Our closest neighbors are those living under our roof, or those who brought us into the world and gave us a home.  And guess what?  These “closest neighbors” can be the most difficult ones to love and serve.  We know their faults all too well, and they know our faults.  How sad, that the ones we know the best are the ones we are most likely to take for granted.

And so I would like to suggest an idea. Determine to put your closest neighbors at the top of your list of people to love and serve.  In one sense, they can be the easiest to serve because you know them so well.  You know their hurts, their needs, their fears, their temptations and their weaknesses.  In fact, no other person is better suited to offer them the kind of help and service that you can offer. And, they are right there, all the time, close enough to touch.  Here are a few places to start your thinking:

  • Each day, as you arrive back home, determine that you are not “off” but “on” duty for your family.
  • Give them daily affirmation, hugs and praise.
  • Ask questions about the day and listen without offering advice.
  • Call your parents and ask them what they did today.
  • Take your turn with the household duties.
  • Take a walk through the neighborhood with your spouse to talk and reconnect.
  • Sit in silence with that “closest neighbor” who may be hurting.  Let your presence communicate your love.
  • Pray with your family on a daily basis.

One day, when our children were small, as I was reading the story of Jesus’ baptism and temptation, I noticed once again that between the two events there is this message from God.  Mark makes it a highly personal family message, “You are my Son, whom I love; with you I am well pleased.” (1:11).  It occurred to me that Jesus had just made a decision to go to the cross (baptism) and Satan had just made a decision to stop him (temptation), and so God plants this wonderful message of love, confidence and affirmation right in the middle of it all.

I determined right then that if Jesus needed this message, then my closest neighbors, my wife and children, needed it as well.  From that point on, each time I tucked David into bed I gave him some form of: “David, you are my son, I love you very much and I’m so very proud of you.”  And then, I entered Jessica’s room, knelt beside her bed and gave her the same message.  I did this every day until “tucking in” matured into a phone call of encouragement or a text or email of confidence.
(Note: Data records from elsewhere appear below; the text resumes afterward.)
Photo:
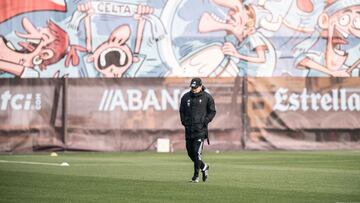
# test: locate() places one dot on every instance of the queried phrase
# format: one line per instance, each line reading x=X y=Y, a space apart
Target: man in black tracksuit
x=197 y=109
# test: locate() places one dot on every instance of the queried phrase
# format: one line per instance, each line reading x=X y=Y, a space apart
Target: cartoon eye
x=344 y=20
x=357 y=23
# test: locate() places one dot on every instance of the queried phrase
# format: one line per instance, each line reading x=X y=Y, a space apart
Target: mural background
x=181 y=38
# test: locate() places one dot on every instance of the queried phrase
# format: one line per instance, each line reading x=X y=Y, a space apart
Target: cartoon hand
x=143 y=10
x=229 y=49
x=85 y=8
x=340 y=73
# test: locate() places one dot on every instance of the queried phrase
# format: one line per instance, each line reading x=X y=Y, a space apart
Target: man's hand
x=229 y=49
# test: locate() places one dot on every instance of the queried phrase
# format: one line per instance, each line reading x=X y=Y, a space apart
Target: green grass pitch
x=323 y=176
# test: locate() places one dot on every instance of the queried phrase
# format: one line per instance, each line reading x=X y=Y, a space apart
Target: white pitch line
x=31 y=163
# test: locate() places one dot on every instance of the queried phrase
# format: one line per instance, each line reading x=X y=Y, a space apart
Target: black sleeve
x=211 y=111
x=182 y=110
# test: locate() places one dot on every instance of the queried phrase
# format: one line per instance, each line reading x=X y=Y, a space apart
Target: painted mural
x=179 y=38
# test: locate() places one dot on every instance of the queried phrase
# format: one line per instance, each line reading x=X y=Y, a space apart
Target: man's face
x=35 y=39
x=340 y=26
x=196 y=89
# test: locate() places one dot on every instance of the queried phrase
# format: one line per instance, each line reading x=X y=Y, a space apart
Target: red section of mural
x=11 y=8
x=305 y=5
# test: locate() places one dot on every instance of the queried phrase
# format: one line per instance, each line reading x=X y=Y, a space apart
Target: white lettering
x=151 y=100
x=118 y=100
x=134 y=97
x=19 y=101
x=334 y=100
x=280 y=97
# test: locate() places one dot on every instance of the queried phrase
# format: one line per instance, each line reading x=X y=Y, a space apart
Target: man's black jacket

My son is now married and my daughter is thinking about it, but they will always be my closest neighbors.  Along with Pam I will always feel a deep sense of “you are my wife/son/daughter, I love you very much and I’m so very proud of what you are becoming.” 
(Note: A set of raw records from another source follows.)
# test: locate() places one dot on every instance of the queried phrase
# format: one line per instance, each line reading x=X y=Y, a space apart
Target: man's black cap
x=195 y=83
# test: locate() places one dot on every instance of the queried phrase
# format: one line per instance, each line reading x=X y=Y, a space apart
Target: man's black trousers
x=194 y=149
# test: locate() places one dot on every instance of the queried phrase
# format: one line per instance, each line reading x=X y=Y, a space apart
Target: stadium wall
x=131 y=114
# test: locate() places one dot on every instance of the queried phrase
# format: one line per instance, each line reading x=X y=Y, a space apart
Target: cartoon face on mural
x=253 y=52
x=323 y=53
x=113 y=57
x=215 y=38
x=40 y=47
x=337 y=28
Jesus was only asked one question, “What is the greatest commandment,” but he in essence said, “I can’t give you only one answer.  I have to give you two answers because loving God always involves loving your neighbors.”

So, how do we love and serve our neighbors?  Let’s begin with our closest neighbors and what God teaches us there will help us move out through the circles of relatives, friends, work associates and strangers.